Martín recibió la caja con la palabra VIAGRA impresa en color azul. Al tenerla en sus manos, la fuerza que Martín nunca olvidaría y desearía no volver a experimentar lo orilló a mirar a su izquierda. A lo lejos, la vio. Ella, Raquel. Había presenciado todo. Intentó mantener la mirada hacia ella y poder explicar que la caja en sus manos, con letras de color de un cielo falso, no era para él. Imploró que pertenecería a su padre por sus problemas en los pulmones. Juró que la recetó un médico con la habilidad de ver el futuro y por eso se rió de él antes de ocurrir el incidente. Finalmente, se rindió y sus ojos se fijaron en la salida. Sus palabras no surtieron efecto: recordó que él no poseía habilidades sobrehumanas para transmitir su mensaje al viento sin necesidad de abrir sus labios.

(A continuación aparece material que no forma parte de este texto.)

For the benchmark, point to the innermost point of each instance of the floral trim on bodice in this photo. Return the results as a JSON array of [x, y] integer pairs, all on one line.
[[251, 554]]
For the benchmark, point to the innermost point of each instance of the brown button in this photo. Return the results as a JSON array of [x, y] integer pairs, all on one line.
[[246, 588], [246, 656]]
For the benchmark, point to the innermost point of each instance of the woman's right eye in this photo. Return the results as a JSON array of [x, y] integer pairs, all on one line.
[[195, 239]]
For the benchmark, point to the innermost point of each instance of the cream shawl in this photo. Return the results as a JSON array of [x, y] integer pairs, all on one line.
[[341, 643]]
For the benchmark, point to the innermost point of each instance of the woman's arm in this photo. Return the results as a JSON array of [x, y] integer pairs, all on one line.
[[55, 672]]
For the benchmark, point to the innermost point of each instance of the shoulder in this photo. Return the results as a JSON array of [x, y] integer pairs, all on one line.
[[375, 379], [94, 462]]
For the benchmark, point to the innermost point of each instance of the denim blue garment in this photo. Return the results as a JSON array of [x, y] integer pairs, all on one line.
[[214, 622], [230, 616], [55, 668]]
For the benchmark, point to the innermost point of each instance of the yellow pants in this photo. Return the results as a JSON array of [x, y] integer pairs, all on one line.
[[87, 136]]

Con paso decidido Martín se dirigió a la salida del centro comercial. Marchó en silencio, con la espalda firme y la frente en alto como un héroe preso a punto de ser ejecutado. Caminó a su casa, dejando en el departamento de farmacia al hombre que alguna vez fue: un invencible táctico militar, un soldado discreto, un Casanova irresistible y un genio estratega. Marchó sin mirar atrás, ocultando la angustia de la tormenta inevitable que delante de él se desatará sin misericordia. La podía ver. Se acercaba, lenta, pero al final lo alcanzará. Fue descubierto y por ello lo recordarán; las hazañas, en cambio, serán olvidadas como el mar a los peces en tierra antes de morir.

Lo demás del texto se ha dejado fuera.